The international community’s obligation to protect civilians fleeing war and persecution is enshrined in human rights law and principles that the United States and European nations have championed over the past century. The Syrian war has sorely tested those commitments, but world leaders should not allow the conflict to render them moot. President Jean-Claude Juncker of the European Commission was right when he said on Sunday that the Paris attacks should not be used as a reason to revise the European Union’s entire refugee policy.

Surely America can offer a smarter and more generous response than Mr.
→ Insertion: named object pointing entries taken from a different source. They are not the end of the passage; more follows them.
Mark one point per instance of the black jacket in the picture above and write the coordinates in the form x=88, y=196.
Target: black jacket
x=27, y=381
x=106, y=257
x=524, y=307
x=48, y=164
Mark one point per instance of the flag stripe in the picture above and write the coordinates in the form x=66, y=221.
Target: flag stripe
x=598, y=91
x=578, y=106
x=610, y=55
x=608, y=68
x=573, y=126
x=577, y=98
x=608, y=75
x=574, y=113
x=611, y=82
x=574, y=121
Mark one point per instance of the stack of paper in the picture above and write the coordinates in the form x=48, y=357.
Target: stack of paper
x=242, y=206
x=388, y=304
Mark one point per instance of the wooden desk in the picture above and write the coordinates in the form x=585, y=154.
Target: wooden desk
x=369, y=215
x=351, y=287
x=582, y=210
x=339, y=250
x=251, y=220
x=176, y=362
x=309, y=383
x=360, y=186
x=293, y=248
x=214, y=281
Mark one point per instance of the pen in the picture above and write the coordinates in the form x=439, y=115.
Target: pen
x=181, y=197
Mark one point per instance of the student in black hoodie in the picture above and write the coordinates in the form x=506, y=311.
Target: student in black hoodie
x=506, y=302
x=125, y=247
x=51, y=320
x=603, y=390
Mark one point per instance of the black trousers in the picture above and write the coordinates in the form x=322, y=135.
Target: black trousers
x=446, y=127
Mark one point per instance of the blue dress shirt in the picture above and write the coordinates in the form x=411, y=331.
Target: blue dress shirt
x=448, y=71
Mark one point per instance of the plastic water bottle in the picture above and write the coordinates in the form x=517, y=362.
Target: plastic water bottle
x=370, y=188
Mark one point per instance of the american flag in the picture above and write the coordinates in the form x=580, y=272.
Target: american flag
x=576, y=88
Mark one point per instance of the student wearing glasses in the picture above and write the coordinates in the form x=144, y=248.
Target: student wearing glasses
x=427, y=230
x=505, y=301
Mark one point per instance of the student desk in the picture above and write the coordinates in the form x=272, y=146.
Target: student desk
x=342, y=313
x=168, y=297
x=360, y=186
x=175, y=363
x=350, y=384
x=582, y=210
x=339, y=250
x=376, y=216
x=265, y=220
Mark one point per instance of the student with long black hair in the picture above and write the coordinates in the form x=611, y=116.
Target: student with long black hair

Rubio’s fearmongering. In a televised interview over the weekend, he warned, darkly, that “you can have 1,000 people come in and 999 of them are just poor people fleeing oppression and violence, but one of them is an ISIS fighter.” That’s nonsense. America last year admitted 1,682 Syrian refugees — an embarrassingly small number for the largest refugee crisis since World War II.


Resettling Syrian refugees will take years and entail significant costs. But the prosperous nations of the world must share the burden of doing so and resist the temptation to simply say, No, not here.